On May 1, 2009, Jonathan Lippman, Chief Judge of the State of New York, announced the creation of the New York State Justice Task Force—one of the first permanent task forces on wrongful convictions in the United States. The Justice Task Force was formed to study wrongful convictions, learn the causes of wrongful conviction, and propose recommendations to make wrongful convictions less likely to occur

Information about the Task Force, its mission and members, as well as its recommendations, can be found here.

Among other criminal justice proposals, the Task Force is unanimously recommending electronic recording of police interrogation because

recording can aid not only the innocent, the defense and the prosecution, but also enhances public confidence in the criminal justice system by increasing transparency as to what was said and done during the interrogation. Indeed, among its many benefits, recording helps identify false confessions; provides an objective and reliable record of what occurred during an interrogation; assists the judge and jury in determining a statement’s voluntariness and reliability; prevents disputes about how an officer conducted himself or treated a suspect, and serves as a useful training tool to police officers.
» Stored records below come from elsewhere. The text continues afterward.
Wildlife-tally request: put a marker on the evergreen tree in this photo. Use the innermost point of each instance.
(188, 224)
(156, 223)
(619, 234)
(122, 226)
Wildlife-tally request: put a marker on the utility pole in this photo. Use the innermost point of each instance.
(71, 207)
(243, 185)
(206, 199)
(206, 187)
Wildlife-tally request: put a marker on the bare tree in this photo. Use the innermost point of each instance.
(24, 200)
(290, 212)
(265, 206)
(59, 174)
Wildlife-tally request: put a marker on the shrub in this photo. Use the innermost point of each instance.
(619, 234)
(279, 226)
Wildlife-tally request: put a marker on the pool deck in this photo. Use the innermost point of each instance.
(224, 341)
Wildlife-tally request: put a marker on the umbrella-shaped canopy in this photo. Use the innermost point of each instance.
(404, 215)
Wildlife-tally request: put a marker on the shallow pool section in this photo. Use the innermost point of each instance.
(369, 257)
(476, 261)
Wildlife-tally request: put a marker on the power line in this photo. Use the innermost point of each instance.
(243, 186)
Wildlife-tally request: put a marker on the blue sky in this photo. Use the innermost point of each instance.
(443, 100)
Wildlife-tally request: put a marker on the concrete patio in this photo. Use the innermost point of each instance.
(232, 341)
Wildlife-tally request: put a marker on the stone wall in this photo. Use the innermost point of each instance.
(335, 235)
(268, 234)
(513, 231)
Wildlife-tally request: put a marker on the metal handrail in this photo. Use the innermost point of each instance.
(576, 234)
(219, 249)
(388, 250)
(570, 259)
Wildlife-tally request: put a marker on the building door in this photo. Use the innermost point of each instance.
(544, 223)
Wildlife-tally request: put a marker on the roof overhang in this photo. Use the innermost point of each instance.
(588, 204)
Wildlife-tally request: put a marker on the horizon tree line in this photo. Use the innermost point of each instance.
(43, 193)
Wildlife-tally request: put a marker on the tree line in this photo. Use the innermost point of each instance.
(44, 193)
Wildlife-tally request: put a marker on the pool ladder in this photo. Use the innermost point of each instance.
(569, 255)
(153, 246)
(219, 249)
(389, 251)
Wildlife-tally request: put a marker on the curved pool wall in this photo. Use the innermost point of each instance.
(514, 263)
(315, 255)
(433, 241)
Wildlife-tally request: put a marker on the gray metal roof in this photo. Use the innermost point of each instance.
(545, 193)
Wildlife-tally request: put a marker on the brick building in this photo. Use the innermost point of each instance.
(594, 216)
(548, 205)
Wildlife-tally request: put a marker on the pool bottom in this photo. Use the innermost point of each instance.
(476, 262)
Over 800 jurisdictions nationwide, including the states of Alaska, Minnesota and Illinois, regularly record police interrogations. A 2004 study conducted by Illinois officials of 200 locations that implemented this reform found that police departments overwhelmingly embrace the measure as good law enforcement whose time has come. www.innocenceproject.org

Certainly recording of interrogation could have prevented the wrongful conviction of Jabbar Washington, whose case is discussed once again in the New York Times this morning.

But legislation to require recording of police interrogation is being blocked in New York by the recalcitrance of the NYC District Attorneys. Why don’t our district attorneys join collective efforts to improve the criminal justice system? Why shouldn’t New York be in the forefront of criminal justice reform? Why are we lagging behind?
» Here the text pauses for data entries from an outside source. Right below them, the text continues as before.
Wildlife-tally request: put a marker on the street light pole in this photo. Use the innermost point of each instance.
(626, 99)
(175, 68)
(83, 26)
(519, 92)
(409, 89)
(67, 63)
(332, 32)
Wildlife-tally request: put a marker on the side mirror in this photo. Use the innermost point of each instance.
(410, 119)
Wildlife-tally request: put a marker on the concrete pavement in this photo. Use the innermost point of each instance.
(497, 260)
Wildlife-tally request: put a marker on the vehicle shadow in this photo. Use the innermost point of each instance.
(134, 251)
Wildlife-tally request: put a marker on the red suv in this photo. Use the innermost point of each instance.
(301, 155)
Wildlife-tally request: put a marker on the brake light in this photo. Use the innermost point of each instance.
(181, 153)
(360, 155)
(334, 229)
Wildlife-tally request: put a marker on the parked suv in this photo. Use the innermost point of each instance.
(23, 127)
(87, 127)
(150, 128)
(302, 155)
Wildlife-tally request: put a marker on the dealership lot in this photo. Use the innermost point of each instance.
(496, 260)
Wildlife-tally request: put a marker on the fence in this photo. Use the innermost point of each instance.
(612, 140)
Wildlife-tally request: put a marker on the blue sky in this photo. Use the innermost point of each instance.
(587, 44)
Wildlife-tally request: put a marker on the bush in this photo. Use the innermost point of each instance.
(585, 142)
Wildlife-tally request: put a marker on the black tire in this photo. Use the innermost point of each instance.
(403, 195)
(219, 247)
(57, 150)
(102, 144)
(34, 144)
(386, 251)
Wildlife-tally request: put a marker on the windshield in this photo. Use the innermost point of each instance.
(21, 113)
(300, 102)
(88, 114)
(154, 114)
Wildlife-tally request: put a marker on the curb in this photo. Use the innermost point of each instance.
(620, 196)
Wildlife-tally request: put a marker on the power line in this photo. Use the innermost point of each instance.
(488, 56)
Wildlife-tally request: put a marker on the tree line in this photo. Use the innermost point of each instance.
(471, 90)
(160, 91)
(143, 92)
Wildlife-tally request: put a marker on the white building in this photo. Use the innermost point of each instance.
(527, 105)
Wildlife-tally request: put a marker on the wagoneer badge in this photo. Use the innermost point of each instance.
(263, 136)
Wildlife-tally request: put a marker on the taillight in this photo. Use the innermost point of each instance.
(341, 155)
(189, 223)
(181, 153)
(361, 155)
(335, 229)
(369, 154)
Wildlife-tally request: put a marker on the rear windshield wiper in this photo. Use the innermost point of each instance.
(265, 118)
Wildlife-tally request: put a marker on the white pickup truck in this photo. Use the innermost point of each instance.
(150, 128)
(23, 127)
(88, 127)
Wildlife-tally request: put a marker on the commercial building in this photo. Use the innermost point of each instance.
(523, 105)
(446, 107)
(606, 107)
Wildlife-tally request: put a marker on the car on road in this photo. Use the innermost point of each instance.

U.S. Supreme Court Upholds Taking of DNA from Arrestees

In a 5-4 decision, the U.S. Supreme Court upheld a Maryland statute that permits the police to take DNA samples from anyone arrested for a serious crime. Writing for the majority, Justice Anthony Kennedy said the cheek swab was a legitimate identification procedure, like  fingerprinting and photographing. The dissent, written by Justice Antonin Scalia and joined by Justices Ginsburg, Sotomayor and Kagan, accused the majority of being disingenuous in pretending the purpose of the DNA testing is identification rather than its real purpose – solving cold cases.

The case, Maryland v. King,  challenged a Maryland statute that permitted DNA testing of arrestees for serious crimes. Alonzo Jay King, Jr., had been arrested on assault charges and his DNA was taken. His profile matched evidence from an unsolved rape.  He was charged with that rape and convicted.

See the following readings:

  • Maryland v. King, 509 U.S. ____ (2013).
  • SCOTUSBlog Coverage of Maryland v. King including links to the Docket, lower court’s opinion, U.S. Supreme Court opinion, transcripts and audio of the arguments, and related news coverage.